En Israel, los registros de contratación muestran que la
agencia gubernamental de publicidad LaPam adjudicó a entidades
de Havas contratos sin licitación competitiva: 39 millones de dólares
(33,5 millones de euros), 29 millones (25 millones de euros) y 17,5 millones
(15 millones de euros) en 2019, y 58,3 millones (50 millones
de euros) en marzo de 2023 para la planificación y compra de medios en
el extranjero.
El colapso de la opinión pública estadounidense y el
escepticismo interno
La campaña llega en un momento crítico. La posición
de Israel en la opinión pública de EE.UU. se ha desplomado.
Gallup encontró en febrero de 2026 que, por primera
vez, los estadounidenses simpatizan más con los palestinos (36%) que con los
israelíes. Pew registró en abril que el 60% de los estadounidenses
tiene una opinión desfavorable de Israel, casi 20 puntos más que en 2022,
con el mayor movimiento entre los jóvenes. Una encuesta de AP-NORC publicada el
7 de julio de 2026 halló que el 31% de los estadounidenses cree que las
acciones militares de Israel en Gaza constituyen genocidio, cifra que
asciende al 52% entre los demócratas.
En Israel, altos funcionarios han expresado dudas
sobre la efectividad de la campaña. En julio de 2026, filtraron a Ynet que
el esfuerzo había fracasado: “Se pagó mucho dinero, pero la situación solo
empeoró”.
Una exfigura de alto rango del aparato de diplomacia pública
israelí calificó la operación de “un engaño terrible a la escala de Pollard”,
en referencia al analista estadounidense condenado por espionaje para Israel en
1987.
El ministro de Asuntos Exteriores, Gideon Sa’ar,
había asignado 181,6 millones de dólares a la diplomacia
pública internacional al asumir el cargo, y luego otros 666,3 millones
para 2026 y 2027. El control del presupuesto pasó al director general del
ministerio, Eden Bartel, y a Eran Shayovitch, un asesor externo
contratado por el ministro que aparece nombrado en la declaración FARA de Piro
como uno de los dos funcionarios israelíes con los que la empresa se relaciona.

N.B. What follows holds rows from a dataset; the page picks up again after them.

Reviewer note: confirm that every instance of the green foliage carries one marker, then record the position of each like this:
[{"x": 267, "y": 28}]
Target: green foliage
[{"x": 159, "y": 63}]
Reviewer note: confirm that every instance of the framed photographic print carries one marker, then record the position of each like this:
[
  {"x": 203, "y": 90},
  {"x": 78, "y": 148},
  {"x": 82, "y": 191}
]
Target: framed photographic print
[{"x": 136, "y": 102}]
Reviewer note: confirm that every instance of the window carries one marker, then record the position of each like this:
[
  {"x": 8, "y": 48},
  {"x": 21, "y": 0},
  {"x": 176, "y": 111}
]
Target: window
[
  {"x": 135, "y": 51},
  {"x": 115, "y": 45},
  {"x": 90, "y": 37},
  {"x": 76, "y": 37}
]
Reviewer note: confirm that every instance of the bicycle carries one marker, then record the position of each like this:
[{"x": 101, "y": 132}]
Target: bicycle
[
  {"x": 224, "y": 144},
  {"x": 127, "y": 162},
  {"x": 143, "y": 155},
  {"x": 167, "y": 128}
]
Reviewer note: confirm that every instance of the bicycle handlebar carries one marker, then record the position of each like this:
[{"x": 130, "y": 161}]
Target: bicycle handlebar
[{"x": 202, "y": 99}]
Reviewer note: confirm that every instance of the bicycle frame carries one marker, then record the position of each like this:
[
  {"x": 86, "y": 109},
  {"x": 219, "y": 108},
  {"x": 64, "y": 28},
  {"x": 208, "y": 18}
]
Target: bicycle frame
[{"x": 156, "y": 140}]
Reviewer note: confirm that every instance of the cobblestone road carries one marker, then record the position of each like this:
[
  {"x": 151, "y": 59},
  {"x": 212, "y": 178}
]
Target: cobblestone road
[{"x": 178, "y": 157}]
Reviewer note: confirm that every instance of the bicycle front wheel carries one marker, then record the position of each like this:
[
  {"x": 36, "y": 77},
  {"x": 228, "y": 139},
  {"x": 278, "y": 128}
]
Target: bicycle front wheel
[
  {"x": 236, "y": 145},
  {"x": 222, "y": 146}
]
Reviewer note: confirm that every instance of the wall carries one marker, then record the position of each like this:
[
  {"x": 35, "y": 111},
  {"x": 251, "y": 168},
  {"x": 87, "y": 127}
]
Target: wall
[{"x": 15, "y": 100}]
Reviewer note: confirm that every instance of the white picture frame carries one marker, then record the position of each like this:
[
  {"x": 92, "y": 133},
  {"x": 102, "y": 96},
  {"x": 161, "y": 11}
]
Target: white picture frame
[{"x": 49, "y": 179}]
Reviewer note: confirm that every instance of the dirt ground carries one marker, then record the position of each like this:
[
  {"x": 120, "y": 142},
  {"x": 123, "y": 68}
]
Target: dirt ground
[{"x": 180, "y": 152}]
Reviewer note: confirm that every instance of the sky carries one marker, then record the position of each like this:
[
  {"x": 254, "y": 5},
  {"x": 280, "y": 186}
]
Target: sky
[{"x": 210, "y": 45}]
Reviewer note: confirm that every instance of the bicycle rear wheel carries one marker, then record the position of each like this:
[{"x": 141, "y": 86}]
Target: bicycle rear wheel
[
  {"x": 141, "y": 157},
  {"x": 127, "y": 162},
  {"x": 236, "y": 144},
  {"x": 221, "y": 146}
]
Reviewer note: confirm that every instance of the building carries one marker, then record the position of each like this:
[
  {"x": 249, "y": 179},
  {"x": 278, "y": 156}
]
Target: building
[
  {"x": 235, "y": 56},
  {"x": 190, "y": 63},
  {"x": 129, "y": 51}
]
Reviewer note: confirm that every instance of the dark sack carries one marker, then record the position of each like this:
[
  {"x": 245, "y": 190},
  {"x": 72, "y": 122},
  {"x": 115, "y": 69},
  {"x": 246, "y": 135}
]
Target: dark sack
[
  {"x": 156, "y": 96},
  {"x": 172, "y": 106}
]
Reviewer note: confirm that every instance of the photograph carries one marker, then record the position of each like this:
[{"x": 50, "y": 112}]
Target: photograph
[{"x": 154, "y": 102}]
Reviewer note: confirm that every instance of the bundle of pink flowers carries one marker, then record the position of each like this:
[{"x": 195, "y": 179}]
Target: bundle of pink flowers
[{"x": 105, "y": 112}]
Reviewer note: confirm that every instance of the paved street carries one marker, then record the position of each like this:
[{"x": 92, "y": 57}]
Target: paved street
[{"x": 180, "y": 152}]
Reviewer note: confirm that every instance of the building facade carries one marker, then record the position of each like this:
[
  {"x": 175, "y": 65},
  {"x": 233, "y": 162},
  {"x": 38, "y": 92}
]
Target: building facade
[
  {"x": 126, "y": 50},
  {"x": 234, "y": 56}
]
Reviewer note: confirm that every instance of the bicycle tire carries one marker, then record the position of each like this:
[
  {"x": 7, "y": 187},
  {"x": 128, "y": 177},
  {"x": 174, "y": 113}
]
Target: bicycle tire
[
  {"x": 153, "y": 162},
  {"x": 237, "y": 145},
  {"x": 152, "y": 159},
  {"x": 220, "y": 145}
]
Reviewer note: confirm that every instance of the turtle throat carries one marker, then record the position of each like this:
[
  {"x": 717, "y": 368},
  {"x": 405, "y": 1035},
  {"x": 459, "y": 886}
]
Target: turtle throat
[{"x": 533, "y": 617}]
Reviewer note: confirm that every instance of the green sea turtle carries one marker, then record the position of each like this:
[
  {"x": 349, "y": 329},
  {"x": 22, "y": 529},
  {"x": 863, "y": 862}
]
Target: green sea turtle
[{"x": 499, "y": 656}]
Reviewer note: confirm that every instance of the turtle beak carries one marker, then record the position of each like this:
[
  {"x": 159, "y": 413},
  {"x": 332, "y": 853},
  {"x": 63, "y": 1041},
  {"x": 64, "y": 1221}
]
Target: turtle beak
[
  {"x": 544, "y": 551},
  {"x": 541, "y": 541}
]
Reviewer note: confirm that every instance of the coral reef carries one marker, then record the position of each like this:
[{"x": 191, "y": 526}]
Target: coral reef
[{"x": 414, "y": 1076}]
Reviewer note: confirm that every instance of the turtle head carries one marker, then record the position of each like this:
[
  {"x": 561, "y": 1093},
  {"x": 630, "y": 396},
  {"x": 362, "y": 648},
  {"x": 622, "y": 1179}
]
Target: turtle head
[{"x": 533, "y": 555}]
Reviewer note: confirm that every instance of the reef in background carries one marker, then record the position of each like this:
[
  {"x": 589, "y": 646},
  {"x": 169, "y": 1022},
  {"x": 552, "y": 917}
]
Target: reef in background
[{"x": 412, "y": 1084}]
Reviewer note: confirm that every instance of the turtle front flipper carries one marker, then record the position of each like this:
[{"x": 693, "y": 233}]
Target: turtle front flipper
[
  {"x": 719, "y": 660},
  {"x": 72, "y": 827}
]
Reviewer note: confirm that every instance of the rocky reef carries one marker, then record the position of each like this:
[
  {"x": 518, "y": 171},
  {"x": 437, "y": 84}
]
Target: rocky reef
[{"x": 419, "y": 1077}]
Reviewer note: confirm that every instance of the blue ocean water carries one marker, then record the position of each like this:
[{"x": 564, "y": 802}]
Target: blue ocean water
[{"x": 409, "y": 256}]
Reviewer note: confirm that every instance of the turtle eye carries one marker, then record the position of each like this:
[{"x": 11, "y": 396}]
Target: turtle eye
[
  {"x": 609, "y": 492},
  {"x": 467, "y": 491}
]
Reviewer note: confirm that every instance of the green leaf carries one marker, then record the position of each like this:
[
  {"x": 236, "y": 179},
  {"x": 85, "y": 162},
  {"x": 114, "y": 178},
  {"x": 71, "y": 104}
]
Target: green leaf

“Hasbará es el refugio de todos los fracasos”
Cleveland-Stout duda de que ninguna diplomacia
pública pueda superar la oposición a la política israelí: “Hay una falta
de reflexión sobre el hecho de que son las propias políticas las que están
llevando a muchos estadounidenses a cuestionar su apoyo a Israel. Ven lo que es
un problema político como un problema de marketing”.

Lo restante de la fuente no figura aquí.